Schcci00037b マルタ・アルゲリッチ独奏、コード指揮ワルシャワ・フィル(1980年録音/Accord盤) 何度も書いてしまいますが、90年代以降のアルゲリッチは表情が多分に恣意的であり、聴いてどうしても"あざとさ"を感じてしまいます。真の芸術は決して作り物めいてしまってはいけないと思うのです。話は逸れますが僕が大抵のカラヤンの演奏を好まないのはそういう理由からです。ここでのアルゲリッチのライブ演奏は彼女特有の気まぐれさを感じますが、それがシューマンの音楽のうつろさ加減と上手く合っているように感じます。男優りの力強い打鍵も非常に聴き応えが有ります。カップリングのチャイコフスキーも良い演奏ですし、これはなかなかお買い得な名盤だと思います。

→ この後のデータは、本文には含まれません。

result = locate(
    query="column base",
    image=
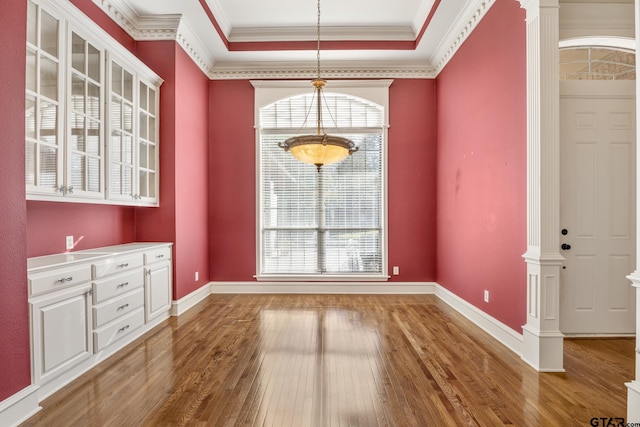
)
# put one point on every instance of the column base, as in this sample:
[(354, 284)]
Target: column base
[(543, 350)]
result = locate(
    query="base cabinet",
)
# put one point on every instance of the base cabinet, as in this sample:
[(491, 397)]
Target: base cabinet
[(87, 305), (61, 328)]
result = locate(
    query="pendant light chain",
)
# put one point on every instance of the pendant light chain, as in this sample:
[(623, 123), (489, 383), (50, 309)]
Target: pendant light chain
[(318, 34)]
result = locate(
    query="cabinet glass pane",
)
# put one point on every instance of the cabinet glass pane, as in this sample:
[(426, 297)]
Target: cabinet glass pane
[(48, 77), (152, 129), (77, 93), (127, 149), (152, 157), (127, 86), (48, 167), (127, 117), (116, 113), (30, 163), (143, 96), (127, 180), (93, 101), (143, 126), (78, 171), (144, 154), (152, 102), (77, 133), (143, 184), (48, 122), (115, 146), (116, 79), (93, 63), (93, 179), (30, 117), (77, 53), (93, 137), (116, 183), (32, 71), (32, 19), (49, 34)]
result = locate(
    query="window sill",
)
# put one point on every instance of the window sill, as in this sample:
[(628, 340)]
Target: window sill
[(323, 278)]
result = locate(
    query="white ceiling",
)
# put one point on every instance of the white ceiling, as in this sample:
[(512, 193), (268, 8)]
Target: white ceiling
[(280, 35)]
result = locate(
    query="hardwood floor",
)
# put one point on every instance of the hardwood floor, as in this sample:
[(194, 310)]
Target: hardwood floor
[(337, 360)]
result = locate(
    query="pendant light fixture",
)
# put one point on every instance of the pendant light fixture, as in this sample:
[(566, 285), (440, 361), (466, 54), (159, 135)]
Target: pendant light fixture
[(319, 149)]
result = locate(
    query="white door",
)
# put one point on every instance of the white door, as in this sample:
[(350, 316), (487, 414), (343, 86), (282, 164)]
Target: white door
[(597, 206)]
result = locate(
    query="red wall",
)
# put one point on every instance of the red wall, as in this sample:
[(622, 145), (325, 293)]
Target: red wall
[(412, 180), (481, 226), (15, 373), (192, 179), (182, 215), (91, 226), (232, 181)]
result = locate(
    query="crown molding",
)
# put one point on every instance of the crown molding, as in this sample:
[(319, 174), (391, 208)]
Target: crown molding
[(159, 27), (467, 21), (175, 27), (331, 70)]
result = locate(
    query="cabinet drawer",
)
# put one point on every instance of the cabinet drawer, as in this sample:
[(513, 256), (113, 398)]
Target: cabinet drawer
[(118, 329), (116, 265), (116, 307), (117, 285), (58, 278), (157, 255)]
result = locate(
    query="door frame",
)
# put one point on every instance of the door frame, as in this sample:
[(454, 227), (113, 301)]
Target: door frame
[(608, 90)]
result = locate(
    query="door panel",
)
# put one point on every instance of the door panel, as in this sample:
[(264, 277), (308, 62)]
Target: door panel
[(597, 207)]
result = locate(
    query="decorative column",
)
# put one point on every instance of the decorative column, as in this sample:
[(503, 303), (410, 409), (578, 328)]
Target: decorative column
[(633, 387), (543, 341)]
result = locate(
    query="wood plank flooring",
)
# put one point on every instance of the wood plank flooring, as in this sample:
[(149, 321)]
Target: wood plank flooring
[(337, 360)]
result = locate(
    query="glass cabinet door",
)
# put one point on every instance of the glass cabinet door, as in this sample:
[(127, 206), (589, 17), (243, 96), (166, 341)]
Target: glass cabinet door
[(148, 144), (121, 137), (43, 107), (84, 172)]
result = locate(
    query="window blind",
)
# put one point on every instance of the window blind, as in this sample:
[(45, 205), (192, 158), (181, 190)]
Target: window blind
[(328, 222)]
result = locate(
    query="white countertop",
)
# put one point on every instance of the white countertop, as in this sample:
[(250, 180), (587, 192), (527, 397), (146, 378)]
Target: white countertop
[(69, 258)]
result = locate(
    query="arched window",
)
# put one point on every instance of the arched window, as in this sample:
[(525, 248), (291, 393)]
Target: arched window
[(597, 63), (328, 224)]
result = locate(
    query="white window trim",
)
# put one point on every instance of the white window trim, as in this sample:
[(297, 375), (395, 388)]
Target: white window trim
[(269, 91)]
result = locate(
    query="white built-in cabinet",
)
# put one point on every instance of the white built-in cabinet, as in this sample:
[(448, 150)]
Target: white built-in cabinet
[(87, 305), (91, 113)]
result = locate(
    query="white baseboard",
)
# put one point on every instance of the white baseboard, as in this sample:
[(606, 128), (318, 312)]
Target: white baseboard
[(19, 407), (322, 287), (498, 330), (188, 301), (24, 404)]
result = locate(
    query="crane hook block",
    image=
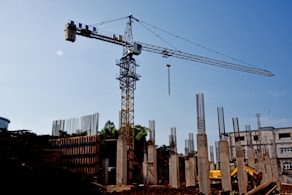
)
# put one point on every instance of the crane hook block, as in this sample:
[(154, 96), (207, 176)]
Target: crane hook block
[(70, 32)]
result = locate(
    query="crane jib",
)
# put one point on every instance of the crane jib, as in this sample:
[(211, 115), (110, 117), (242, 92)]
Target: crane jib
[(72, 29)]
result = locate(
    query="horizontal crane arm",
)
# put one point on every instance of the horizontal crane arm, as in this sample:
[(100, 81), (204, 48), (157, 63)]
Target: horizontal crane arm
[(205, 60), (72, 29)]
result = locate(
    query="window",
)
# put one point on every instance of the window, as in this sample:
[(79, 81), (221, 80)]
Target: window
[(255, 137), (284, 135), (287, 165), (240, 138), (286, 150)]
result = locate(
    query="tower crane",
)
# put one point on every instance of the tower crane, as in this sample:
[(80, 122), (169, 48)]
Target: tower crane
[(127, 63)]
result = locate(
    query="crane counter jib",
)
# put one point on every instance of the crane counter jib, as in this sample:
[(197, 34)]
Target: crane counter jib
[(72, 29)]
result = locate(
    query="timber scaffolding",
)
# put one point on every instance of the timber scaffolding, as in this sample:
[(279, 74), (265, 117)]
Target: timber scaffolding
[(73, 153)]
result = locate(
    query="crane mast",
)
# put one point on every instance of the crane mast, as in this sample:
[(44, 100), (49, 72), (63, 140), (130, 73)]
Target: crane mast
[(128, 76)]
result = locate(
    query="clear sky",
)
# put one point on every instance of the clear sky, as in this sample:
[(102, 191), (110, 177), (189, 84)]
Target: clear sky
[(45, 78)]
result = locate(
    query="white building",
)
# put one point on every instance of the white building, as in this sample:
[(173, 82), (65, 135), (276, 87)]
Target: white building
[(274, 142)]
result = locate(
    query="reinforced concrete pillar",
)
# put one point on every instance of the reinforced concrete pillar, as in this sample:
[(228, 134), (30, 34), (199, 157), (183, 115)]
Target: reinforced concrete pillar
[(241, 173), (174, 180), (251, 157), (187, 172), (225, 165), (269, 175), (121, 174), (152, 165), (193, 170), (203, 164), (275, 169), (261, 166)]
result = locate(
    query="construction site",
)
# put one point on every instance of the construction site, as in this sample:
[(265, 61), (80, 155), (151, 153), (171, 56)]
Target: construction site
[(78, 158)]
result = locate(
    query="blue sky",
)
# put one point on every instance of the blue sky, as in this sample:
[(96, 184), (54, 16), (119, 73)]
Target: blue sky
[(45, 78)]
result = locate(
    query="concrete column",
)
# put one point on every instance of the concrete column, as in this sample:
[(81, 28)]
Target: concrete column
[(187, 172), (251, 157), (275, 169), (106, 163), (241, 173), (152, 165), (174, 180), (121, 174), (203, 164), (261, 166), (225, 165), (193, 170), (269, 175), (145, 168)]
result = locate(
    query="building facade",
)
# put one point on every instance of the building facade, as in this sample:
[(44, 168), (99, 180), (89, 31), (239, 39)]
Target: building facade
[(270, 141)]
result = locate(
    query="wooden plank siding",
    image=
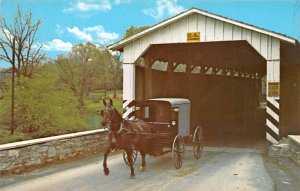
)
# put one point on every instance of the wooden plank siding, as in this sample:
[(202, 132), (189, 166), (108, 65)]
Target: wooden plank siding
[(210, 30), (289, 89)]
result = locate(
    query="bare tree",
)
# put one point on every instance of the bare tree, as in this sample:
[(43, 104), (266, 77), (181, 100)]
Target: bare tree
[(17, 43), (23, 30), (78, 68)]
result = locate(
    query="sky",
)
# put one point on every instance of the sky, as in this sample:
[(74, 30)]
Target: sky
[(69, 22)]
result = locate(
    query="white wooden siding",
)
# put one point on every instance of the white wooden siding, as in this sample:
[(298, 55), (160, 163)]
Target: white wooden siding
[(210, 30)]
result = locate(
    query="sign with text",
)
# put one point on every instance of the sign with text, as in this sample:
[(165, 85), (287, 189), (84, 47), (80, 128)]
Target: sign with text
[(273, 89), (193, 37)]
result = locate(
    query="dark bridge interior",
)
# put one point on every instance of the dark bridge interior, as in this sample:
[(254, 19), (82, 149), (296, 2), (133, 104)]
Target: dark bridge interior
[(222, 80)]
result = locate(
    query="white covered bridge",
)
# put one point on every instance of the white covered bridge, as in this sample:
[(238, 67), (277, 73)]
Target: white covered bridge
[(218, 64)]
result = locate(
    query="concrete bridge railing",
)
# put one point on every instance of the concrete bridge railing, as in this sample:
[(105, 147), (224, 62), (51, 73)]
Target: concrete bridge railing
[(20, 156), (287, 147)]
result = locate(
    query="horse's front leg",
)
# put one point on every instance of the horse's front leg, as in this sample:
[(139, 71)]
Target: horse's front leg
[(130, 161), (143, 166), (105, 169)]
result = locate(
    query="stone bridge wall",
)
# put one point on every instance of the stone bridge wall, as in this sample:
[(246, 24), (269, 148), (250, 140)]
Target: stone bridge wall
[(20, 156)]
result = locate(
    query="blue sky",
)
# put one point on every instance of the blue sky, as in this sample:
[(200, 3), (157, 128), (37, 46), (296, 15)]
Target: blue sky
[(69, 22)]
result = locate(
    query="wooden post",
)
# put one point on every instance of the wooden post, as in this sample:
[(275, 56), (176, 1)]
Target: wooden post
[(13, 89), (148, 79)]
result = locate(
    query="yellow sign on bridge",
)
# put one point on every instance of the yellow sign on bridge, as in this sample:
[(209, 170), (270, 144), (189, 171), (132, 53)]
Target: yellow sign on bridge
[(193, 37)]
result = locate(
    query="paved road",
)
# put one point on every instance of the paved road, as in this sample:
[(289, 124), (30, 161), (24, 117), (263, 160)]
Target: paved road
[(218, 169)]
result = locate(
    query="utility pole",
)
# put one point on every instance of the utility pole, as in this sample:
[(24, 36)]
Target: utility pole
[(13, 89)]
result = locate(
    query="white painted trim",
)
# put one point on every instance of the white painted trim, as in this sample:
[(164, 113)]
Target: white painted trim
[(273, 101), (121, 43), (126, 103), (272, 127), (273, 114), (125, 115), (271, 139)]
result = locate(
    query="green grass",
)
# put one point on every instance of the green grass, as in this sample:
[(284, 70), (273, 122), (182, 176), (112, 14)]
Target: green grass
[(93, 104), (6, 137), (92, 117)]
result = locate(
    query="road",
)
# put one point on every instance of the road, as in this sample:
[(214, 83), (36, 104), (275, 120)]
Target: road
[(218, 169)]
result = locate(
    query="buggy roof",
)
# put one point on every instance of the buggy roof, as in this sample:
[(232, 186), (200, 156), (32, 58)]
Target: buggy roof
[(173, 101)]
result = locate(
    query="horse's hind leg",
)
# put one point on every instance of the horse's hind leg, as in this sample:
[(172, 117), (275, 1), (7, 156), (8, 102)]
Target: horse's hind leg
[(130, 161), (143, 166)]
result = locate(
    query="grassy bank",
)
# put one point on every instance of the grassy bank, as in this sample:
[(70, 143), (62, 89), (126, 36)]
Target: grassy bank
[(93, 103)]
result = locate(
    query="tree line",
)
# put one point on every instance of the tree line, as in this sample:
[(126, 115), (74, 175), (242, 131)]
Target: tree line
[(40, 96)]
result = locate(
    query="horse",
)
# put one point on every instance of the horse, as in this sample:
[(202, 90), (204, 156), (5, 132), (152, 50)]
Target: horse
[(126, 135)]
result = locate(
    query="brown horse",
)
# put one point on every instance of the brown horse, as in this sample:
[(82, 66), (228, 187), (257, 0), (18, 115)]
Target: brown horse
[(126, 135)]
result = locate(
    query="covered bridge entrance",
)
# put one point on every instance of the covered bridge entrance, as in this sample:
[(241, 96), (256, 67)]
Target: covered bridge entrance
[(222, 80), (220, 69)]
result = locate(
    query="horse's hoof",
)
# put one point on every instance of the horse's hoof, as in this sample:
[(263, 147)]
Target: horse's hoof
[(142, 169), (106, 171)]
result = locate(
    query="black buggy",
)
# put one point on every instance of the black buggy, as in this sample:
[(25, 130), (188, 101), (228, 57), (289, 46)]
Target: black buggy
[(170, 121)]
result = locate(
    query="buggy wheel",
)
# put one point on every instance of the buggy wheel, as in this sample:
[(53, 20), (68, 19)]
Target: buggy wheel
[(178, 151), (134, 156), (198, 142)]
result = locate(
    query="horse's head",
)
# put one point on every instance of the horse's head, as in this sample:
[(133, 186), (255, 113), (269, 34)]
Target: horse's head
[(109, 116)]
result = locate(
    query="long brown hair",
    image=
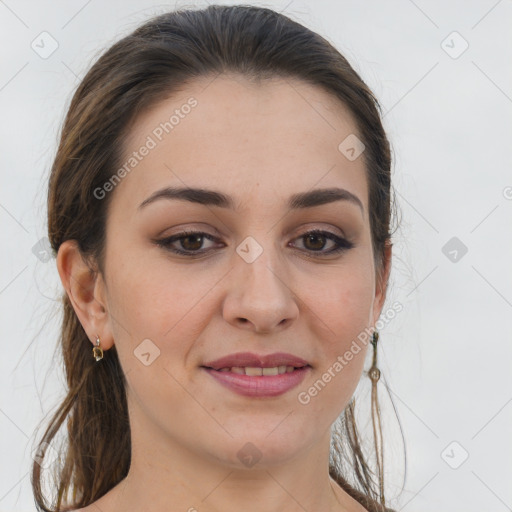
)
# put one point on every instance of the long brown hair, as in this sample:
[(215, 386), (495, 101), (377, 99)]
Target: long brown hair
[(134, 74)]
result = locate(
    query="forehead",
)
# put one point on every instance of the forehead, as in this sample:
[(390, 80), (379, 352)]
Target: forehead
[(252, 140)]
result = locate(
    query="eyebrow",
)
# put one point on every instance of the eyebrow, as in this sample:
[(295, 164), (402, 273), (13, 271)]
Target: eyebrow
[(316, 197)]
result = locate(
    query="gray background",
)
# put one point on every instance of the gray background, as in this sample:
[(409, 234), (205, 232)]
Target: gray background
[(448, 111)]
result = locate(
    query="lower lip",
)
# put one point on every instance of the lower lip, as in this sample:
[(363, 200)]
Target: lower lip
[(260, 386)]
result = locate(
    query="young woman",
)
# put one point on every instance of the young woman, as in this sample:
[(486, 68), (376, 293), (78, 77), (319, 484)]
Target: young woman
[(219, 207)]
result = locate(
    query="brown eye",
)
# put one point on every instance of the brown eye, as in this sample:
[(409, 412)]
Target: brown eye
[(192, 242), (315, 241)]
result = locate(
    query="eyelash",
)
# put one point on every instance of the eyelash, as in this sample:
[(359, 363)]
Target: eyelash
[(341, 243)]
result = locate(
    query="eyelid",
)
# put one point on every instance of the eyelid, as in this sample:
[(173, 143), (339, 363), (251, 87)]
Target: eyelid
[(342, 244)]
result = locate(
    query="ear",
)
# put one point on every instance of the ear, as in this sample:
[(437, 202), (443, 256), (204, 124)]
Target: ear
[(381, 284), (87, 292)]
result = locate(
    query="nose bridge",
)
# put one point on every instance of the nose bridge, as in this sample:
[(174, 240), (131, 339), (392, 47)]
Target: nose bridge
[(262, 270), (260, 291)]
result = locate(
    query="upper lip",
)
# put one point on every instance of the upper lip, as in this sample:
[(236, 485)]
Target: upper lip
[(248, 359)]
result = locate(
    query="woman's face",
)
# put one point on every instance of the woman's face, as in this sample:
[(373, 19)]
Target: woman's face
[(251, 281)]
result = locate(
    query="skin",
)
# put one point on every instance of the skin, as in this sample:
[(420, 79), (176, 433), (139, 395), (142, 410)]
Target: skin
[(259, 143)]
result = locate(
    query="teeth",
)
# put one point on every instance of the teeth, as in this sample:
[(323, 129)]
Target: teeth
[(256, 372)]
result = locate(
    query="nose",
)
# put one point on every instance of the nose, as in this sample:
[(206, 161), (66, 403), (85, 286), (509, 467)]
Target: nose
[(260, 298)]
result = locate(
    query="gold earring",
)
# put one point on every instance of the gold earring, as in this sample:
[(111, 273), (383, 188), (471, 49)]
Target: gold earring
[(374, 374), (97, 352)]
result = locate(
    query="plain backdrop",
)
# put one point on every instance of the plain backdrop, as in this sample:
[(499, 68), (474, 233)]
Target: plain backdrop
[(442, 72)]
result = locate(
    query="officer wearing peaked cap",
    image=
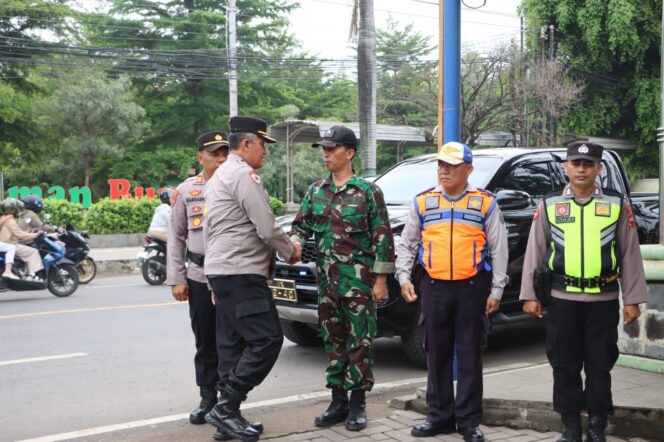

Sch24062 マウリツィオ・ポリーニ独奏、アバド指揮ベルリン・フィル(1989年録音/グラモフォン盤) ポリーニのシューマンは決して嫌いでは無いのですが、どうも曲によって出来にムラが多いように感じます。この演奏もどうも覇気と締まりに欠ける気がします。両者の実力からすれば少々雑な仕上がりでもあります。ポリーニ&アバドという独グラモフォンのかつての看板ブランドですからセールスは間違いないでしょうが、売れりゃ良いというものではありません。どうしてこのような中途半端な演奏でプロデューサーはOKするのでしょう。収録の時間的な問題も有るのでしょうが、このような仕事ぶりがクラシックの衰退を招くのだと思います。

この曲のCDの数は他にも沢山有りますのでとても聴ききれませんが、僕が特に好きな演奏はやはりリパッティ/アンセルメのライブ盤。次いでコルトー/フリッチャイ盤です。あとはアルゲリッチ/コード盤とカッチェン/ケルテス盤。こんなところです。